From the window they saw them gathered on the landings, sometimes standing immovable, with hands shading their eyes: sometimes rocking on both feet, as though the ground was burning beneath them, or as if they could not stand still from fear.

"It is the miracle!" cried the girl, and hastened out accompanied by her mother and her betrothed.

Coming out on the slope the ladies stopped as though struck by fright, when on this clear sunny morning, they saw a corpse-white colossal moon rising above a graveyard with black cypress, floating on the sea.

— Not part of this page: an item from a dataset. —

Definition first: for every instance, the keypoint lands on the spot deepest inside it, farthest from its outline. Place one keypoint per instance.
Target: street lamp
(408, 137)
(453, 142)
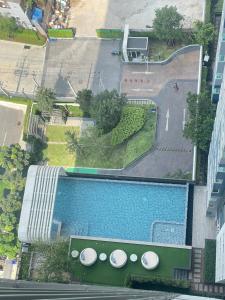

The commissioner, who had not calculated the effect at this point of view, did not see quickly enough the relation of things, and stood deathly pale from the shock which follows something monstrous and unexpected in the otherwise law-bound nature. He hastened past the ladies who stood petrified and unable to move, and came down to the strand where the people were gathered. In a moment he found the solution of the riddle. His intended marble palace had become involuntarily framed between a projecting, rounded cliff on one side and a pine top on the other, so that the limestone slab showed as a round circle and, with the two windows which were too faintly painted, it imitated the map of the moon's disk.